It’s been exactly three years since California Highway Patrol officers pulled over Edward Bronstein for a traffic stop and he died in police custody as he screamed, “I can’t breathe!” while officers restrained him to take a blood sample.
You likely noticed the case sounds very similar to the murder of George Floyd? Only difference is that it occurred less than two months before Floyd was killed by police officers in Minneapolis as he also screamed, “I can’t breathe.”
On Wednesday, Los Angeles County District Attorney George Goscón charged seven California Highway Patrol officers and a nurse with involuntary manslaughter over the death of Bronstein. According to the Los Angeles County coroner, Bronstein’s death was caused by “acute methamphetamine intoxication during restraint by law enforcement”
But, Goscón argued during a press conference that officers had a “legal duty to Mr. Bronstein” and he believes that “they failed their duty and their failure was criminally negligent, causing his death.”
More from the Los Angeles County District Attorney’s Office:
On March 31, 2020, Bronstein was driving on Interstate 5 in Burbank when Officers Osmanson and Terry pulled him over for suspected driving under the influence. The officers then took Bronstein to a nearby CHP parking lot and obtained a warrant to draw his blood. Bronstein initially refused the blood draw but then agreed to comply as officers pushed him to the ground.
The officers charged are accused of pinning Bronstein to the ground as a nurse drew his blood. While he was being forcefully restrained, Bronstein notified officers multiple times that he couldn’t breathe, to the point where he became unresponsive.
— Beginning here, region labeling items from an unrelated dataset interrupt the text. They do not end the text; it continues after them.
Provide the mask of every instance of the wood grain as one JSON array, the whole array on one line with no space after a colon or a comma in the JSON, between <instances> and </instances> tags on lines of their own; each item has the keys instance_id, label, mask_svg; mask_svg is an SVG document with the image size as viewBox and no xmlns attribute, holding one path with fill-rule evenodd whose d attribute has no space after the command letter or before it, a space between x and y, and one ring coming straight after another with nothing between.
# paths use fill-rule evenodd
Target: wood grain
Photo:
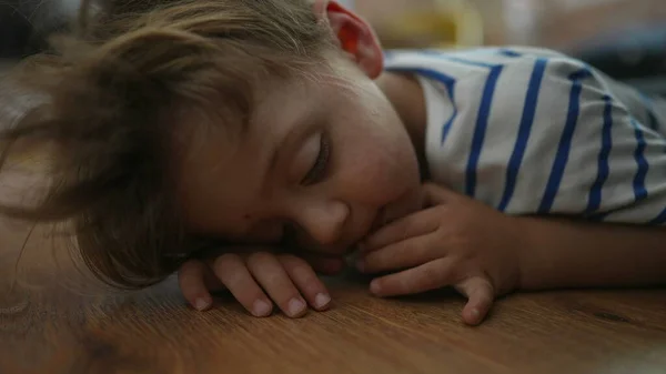
<instances>
[{"instance_id":1,"label":"wood grain","mask_svg":"<svg viewBox=\"0 0 666 374\"><path fill-rule=\"evenodd\" d=\"M22 243L9 228L3 275L16 269L8 249ZM24 259L40 270L32 286L3 276L0 289L2 374L666 372L663 290L514 295L466 327L451 293L379 300L347 274L327 280L326 313L254 319L224 295L193 311L173 280L134 294L68 291L71 274L47 271L49 252L36 249Z\"/></svg>"}]
</instances>

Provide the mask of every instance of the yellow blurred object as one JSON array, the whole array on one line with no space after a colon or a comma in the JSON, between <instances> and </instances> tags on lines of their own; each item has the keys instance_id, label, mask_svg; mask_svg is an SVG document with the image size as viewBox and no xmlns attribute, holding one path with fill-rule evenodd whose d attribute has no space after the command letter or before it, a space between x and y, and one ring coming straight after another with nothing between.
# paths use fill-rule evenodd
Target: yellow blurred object
<instances>
[{"instance_id":1,"label":"yellow blurred object","mask_svg":"<svg viewBox=\"0 0 666 374\"><path fill-rule=\"evenodd\" d=\"M434 9L406 10L380 29L389 48L464 48L483 46L483 19L465 0L434 0Z\"/></svg>"}]
</instances>

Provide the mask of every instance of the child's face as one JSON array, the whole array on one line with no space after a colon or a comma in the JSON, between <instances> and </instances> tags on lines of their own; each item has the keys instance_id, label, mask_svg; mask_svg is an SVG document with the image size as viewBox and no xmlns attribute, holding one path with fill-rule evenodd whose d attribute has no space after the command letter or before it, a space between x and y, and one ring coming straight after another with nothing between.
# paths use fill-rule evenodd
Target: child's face
<instances>
[{"instance_id":1,"label":"child's face","mask_svg":"<svg viewBox=\"0 0 666 374\"><path fill-rule=\"evenodd\" d=\"M340 254L420 208L414 146L371 79L381 49L370 47L335 60L325 79L265 82L243 131L193 137L179 168L191 231L241 243L293 233L300 246Z\"/></svg>"}]
</instances>

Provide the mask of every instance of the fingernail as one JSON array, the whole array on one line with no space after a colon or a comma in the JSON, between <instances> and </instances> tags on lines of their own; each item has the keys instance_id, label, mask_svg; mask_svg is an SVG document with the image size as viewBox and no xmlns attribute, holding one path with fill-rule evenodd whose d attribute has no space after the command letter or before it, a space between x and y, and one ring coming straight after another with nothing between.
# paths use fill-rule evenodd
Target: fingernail
<instances>
[{"instance_id":1,"label":"fingernail","mask_svg":"<svg viewBox=\"0 0 666 374\"><path fill-rule=\"evenodd\" d=\"M289 312L290 316L296 316L296 315L303 313L303 310L305 310L305 303L302 302L301 300L292 299L289 302L287 312Z\"/></svg>"},{"instance_id":2,"label":"fingernail","mask_svg":"<svg viewBox=\"0 0 666 374\"><path fill-rule=\"evenodd\" d=\"M316 295L316 297L314 297L314 306L317 309L329 305L330 302L331 296L326 295L325 293L320 293Z\"/></svg>"},{"instance_id":3,"label":"fingernail","mask_svg":"<svg viewBox=\"0 0 666 374\"><path fill-rule=\"evenodd\" d=\"M194 301L194 309L196 309L199 312L203 312L206 307L209 307L209 305L210 303L204 299L196 299Z\"/></svg>"},{"instance_id":4,"label":"fingernail","mask_svg":"<svg viewBox=\"0 0 666 374\"><path fill-rule=\"evenodd\" d=\"M380 282L377 281L372 281L370 283L370 292L374 293L374 294L379 294L380 291L382 291L382 287L380 286Z\"/></svg>"},{"instance_id":5,"label":"fingernail","mask_svg":"<svg viewBox=\"0 0 666 374\"><path fill-rule=\"evenodd\" d=\"M263 300L258 300L252 305L252 311L255 316L263 317L271 313L271 305Z\"/></svg>"}]
</instances>

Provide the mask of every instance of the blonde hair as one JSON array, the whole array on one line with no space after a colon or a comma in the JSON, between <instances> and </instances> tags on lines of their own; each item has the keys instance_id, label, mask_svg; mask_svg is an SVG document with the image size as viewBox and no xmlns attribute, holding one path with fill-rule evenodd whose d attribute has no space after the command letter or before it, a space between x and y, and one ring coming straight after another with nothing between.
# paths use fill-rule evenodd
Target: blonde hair
<instances>
[{"instance_id":1,"label":"blonde hair","mask_svg":"<svg viewBox=\"0 0 666 374\"><path fill-rule=\"evenodd\" d=\"M246 119L255 82L323 62L331 31L307 0L110 0L92 13L84 2L79 27L16 75L46 100L1 131L1 165L17 143L49 145L51 182L37 205L0 212L70 223L95 275L142 287L199 245L174 203L174 112Z\"/></svg>"}]
</instances>

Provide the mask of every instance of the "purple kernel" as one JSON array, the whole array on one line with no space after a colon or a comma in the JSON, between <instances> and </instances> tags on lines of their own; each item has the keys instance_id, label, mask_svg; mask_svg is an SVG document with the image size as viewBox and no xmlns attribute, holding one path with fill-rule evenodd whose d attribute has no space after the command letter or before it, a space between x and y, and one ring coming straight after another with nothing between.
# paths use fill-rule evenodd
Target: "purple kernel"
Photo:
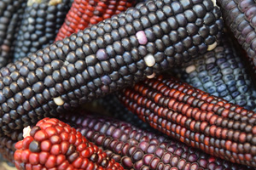
<instances>
[{"instance_id":1,"label":"purple kernel","mask_svg":"<svg viewBox=\"0 0 256 170\"><path fill-rule=\"evenodd\" d=\"M108 93L109 92L109 88L108 88L108 86L103 85L103 86L101 87L101 90L103 93Z\"/></svg>"},{"instance_id":2,"label":"purple kernel","mask_svg":"<svg viewBox=\"0 0 256 170\"><path fill-rule=\"evenodd\" d=\"M107 75L102 76L101 80L102 80L102 83L105 84L105 85L108 85L108 84L111 83L111 78Z\"/></svg>"},{"instance_id":3,"label":"purple kernel","mask_svg":"<svg viewBox=\"0 0 256 170\"><path fill-rule=\"evenodd\" d=\"M128 150L129 150L129 147L130 147L130 144L124 144L124 146L123 146L123 148L122 148L122 154L123 155L127 155L127 153L128 153Z\"/></svg>"},{"instance_id":4,"label":"purple kernel","mask_svg":"<svg viewBox=\"0 0 256 170\"><path fill-rule=\"evenodd\" d=\"M190 170L190 163L187 162L185 167L183 167L183 170Z\"/></svg>"},{"instance_id":5,"label":"purple kernel","mask_svg":"<svg viewBox=\"0 0 256 170\"><path fill-rule=\"evenodd\" d=\"M190 156L189 156L188 157L188 161L190 162L196 162L198 159L197 156L195 154L191 154Z\"/></svg>"},{"instance_id":6,"label":"purple kernel","mask_svg":"<svg viewBox=\"0 0 256 170\"><path fill-rule=\"evenodd\" d=\"M199 165L200 165L201 167L204 167L204 168L207 168L207 161L205 160L205 159L201 159L201 160L199 161Z\"/></svg>"},{"instance_id":7,"label":"purple kernel","mask_svg":"<svg viewBox=\"0 0 256 170\"><path fill-rule=\"evenodd\" d=\"M183 167L185 166L186 161L185 160L180 160L177 163L177 168L178 169L183 169Z\"/></svg>"},{"instance_id":8,"label":"purple kernel","mask_svg":"<svg viewBox=\"0 0 256 170\"><path fill-rule=\"evenodd\" d=\"M216 167L215 163L209 163L209 165L208 165L209 170L215 169L215 167Z\"/></svg>"},{"instance_id":9,"label":"purple kernel","mask_svg":"<svg viewBox=\"0 0 256 170\"><path fill-rule=\"evenodd\" d=\"M147 151L148 154L153 154L153 153L154 153L155 150L156 150L156 145L151 144L149 144Z\"/></svg>"},{"instance_id":10,"label":"purple kernel","mask_svg":"<svg viewBox=\"0 0 256 170\"><path fill-rule=\"evenodd\" d=\"M154 157L153 154L147 154L143 157L143 164L149 165L151 160Z\"/></svg>"},{"instance_id":11,"label":"purple kernel","mask_svg":"<svg viewBox=\"0 0 256 170\"><path fill-rule=\"evenodd\" d=\"M170 162L171 157L172 157L172 154L170 154L170 153L166 153L166 154L164 155L164 156L162 157L162 162L163 162L164 163L166 163L166 164L168 164L169 162Z\"/></svg>"},{"instance_id":12,"label":"purple kernel","mask_svg":"<svg viewBox=\"0 0 256 170\"><path fill-rule=\"evenodd\" d=\"M141 142L140 144L139 144L139 148L142 150L143 150L143 151L145 151L146 150L147 150L147 148L148 148L148 142Z\"/></svg>"},{"instance_id":13,"label":"purple kernel","mask_svg":"<svg viewBox=\"0 0 256 170\"><path fill-rule=\"evenodd\" d=\"M143 160L140 160L134 164L134 169L139 170L143 166Z\"/></svg>"},{"instance_id":14,"label":"purple kernel","mask_svg":"<svg viewBox=\"0 0 256 170\"><path fill-rule=\"evenodd\" d=\"M137 150L133 156L132 156L132 159L136 162L141 160L143 158L143 156L144 156L144 153L142 150Z\"/></svg>"},{"instance_id":15,"label":"purple kernel","mask_svg":"<svg viewBox=\"0 0 256 170\"><path fill-rule=\"evenodd\" d=\"M178 170L177 167L172 167L171 170Z\"/></svg>"},{"instance_id":16,"label":"purple kernel","mask_svg":"<svg viewBox=\"0 0 256 170\"><path fill-rule=\"evenodd\" d=\"M114 139L119 139L122 135L122 132L120 129L117 128L113 131L112 137Z\"/></svg>"},{"instance_id":17,"label":"purple kernel","mask_svg":"<svg viewBox=\"0 0 256 170\"><path fill-rule=\"evenodd\" d=\"M159 162L160 162L160 160L158 157L155 157L152 160L152 162L150 162L150 168L151 169L156 169Z\"/></svg>"},{"instance_id":18,"label":"purple kernel","mask_svg":"<svg viewBox=\"0 0 256 170\"><path fill-rule=\"evenodd\" d=\"M105 49L99 49L96 52L96 58L99 60L108 60L109 57L108 57L108 54L106 53Z\"/></svg>"},{"instance_id":19,"label":"purple kernel","mask_svg":"<svg viewBox=\"0 0 256 170\"><path fill-rule=\"evenodd\" d=\"M178 160L179 160L179 157L177 156L174 156L172 158L170 164L173 167L176 167L177 165Z\"/></svg>"},{"instance_id":20,"label":"purple kernel","mask_svg":"<svg viewBox=\"0 0 256 170\"><path fill-rule=\"evenodd\" d=\"M132 161L130 157L124 157L122 160L121 160L121 162L122 162L122 165L125 167L127 167L127 168L131 168L133 167L133 163L132 163Z\"/></svg>"},{"instance_id":21,"label":"purple kernel","mask_svg":"<svg viewBox=\"0 0 256 170\"><path fill-rule=\"evenodd\" d=\"M140 44L145 45L148 42L146 34L143 31L140 31L137 32L136 37Z\"/></svg>"},{"instance_id":22,"label":"purple kernel","mask_svg":"<svg viewBox=\"0 0 256 170\"><path fill-rule=\"evenodd\" d=\"M164 154L164 150L162 150L162 149L158 149L155 151L155 155L159 157L162 157L163 154Z\"/></svg>"},{"instance_id":23,"label":"purple kernel","mask_svg":"<svg viewBox=\"0 0 256 170\"><path fill-rule=\"evenodd\" d=\"M198 167L199 167L199 166L198 166L198 164L197 163L192 163L192 165L191 165L191 167L190 167L190 168L191 168L191 170L195 170L195 169L198 169Z\"/></svg>"}]
</instances>

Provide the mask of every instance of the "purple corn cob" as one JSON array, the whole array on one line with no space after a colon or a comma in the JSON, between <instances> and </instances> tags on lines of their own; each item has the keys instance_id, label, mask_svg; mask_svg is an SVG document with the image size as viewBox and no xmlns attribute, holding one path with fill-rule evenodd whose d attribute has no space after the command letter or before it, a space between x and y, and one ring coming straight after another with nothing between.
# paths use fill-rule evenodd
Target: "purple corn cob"
<instances>
[{"instance_id":1,"label":"purple corn cob","mask_svg":"<svg viewBox=\"0 0 256 170\"><path fill-rule=\"evenodd\" d=\"M151 127L205 152L256 167L256 113L173 77L125 89L122 102Z\"/></svg>"},{"instance_id":2,"label":"purple corn cob","mask_svg":"<svg viewBox=\"0 0 256 170\"><path fill-rule=\"evenodd\" d=\"M256 3L253 0L217 0L223 18L256 66ZM254 67L253 67L254 68Z\"/></svg>"},{"instance_id":3,"label":"purple corn cob","mask_svg":"<svg viewBox=\"0 0 256 170\"><path fill-rule=\"evenodd\" d=\"M67 116L65 119L126 169L251 169L127 122L92 116Z\"/></svg>"}]
</instances>

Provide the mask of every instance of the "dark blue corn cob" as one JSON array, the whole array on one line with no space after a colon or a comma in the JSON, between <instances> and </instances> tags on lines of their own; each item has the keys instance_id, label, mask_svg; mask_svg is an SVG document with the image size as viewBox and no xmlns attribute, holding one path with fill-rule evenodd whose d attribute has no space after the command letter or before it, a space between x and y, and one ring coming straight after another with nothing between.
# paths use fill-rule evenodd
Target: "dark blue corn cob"
<instances>
[{"instance_id":1,"label":"dark blue corn cob","mask_svg":"<svg viewBox=\"0 0 256 170\"><path fill-rule=\"evenodd\" d=\"M214 50L175 72L196 88L255 111L256 89L247 73L242 54L233 47L226 37Z\"/></svg>"},{"instance_id":2,"label":"dark blue corn cob","mask_svg":"<svg viewBox=\"0 0 256 170\"><path fill-rule=\"evenodd\" d=\"M16 141L7 137L0 137L0 153L7 161L13 162Z\"/></svg>"},{"instance_id":3,"label":"dark blue corn cob","mask_svg":"<svg viewBox=\"0 0 256 170\"><path fill-rule=\"evenodd\" d=\"M212 48L211 0L154 0L58 41L0 71L0 135L57 116Z\"/></svg>"},{"instance_id":4,"label":"dark blue corn cob","mask_svg":"<svg viewBox=\"0 0 256 170\"><path fill-rule=\"evenodd\" d=\"M125 169L253 169L203 153L166 136L141 130L112 118L66 116L90 142L100 146Z\"/></svg>"},{"instance_id":5,"label":"dark blue corn cob","mask_svg":"<svg viewBox=\"0 0 256 170\"><path fill-rule=\"evenodd\" d=\"M13 42L26 3L26 0L0 1L0 68L11 61Z\"/></svg>"},{"instance_id":6,"label":"dark blue corn cob","mask_svg":"<svg viewBox=\"0 0 256 170\"><path fill-rule=\"evenodd\" d=\"M90 103L90 105L86 107L86 109L90 110L91 105L96 105L97 110L99 110L100 107L102 107L106 115L115 119L129 122L132 126L135 126L142 130L147 130L154 133L157 132L148 123L139 119L137 115L134 115L131 111L128 110L128 109L119 100L117 96L113 94L109 94L104 98L94 100L93 103ZM99 111L97 110L96 110L96 113L102 113L102 110Z\"/></svg>"},{"instance_id":7,"label":"dark blue corn cob","mask_svg":"<svg viewBox=\"0 0 256 170\"><path fill-rule=\"evenodd\" d=\"M14 60L52 43L68 11L69 0L27 1L16 37Z\"/></svg>"},{"instance_id":8,"label":"dark blue corn cob","mask_svg":"<svg viewBox=\"0 0 256 170\"><path fill-rule=\"evenodd\" d=\"M256 3L253 0L217 0L223 18L256 66ZM253 67L254 68L254 67Z\"/></svg>"}]
</instances>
Nearly 10 minutes after he became unresponsive, the officers attempted CPR, but Bronstein never regained consciousness and was later pronounced dead, according to the Los Angeles County District Attorney’s Office.
Also similar to the murder of George Floyd, an 18-minute video was released a year ago showing what led to Bronstein’s death.
If convicted, the officers face up to four years in prison.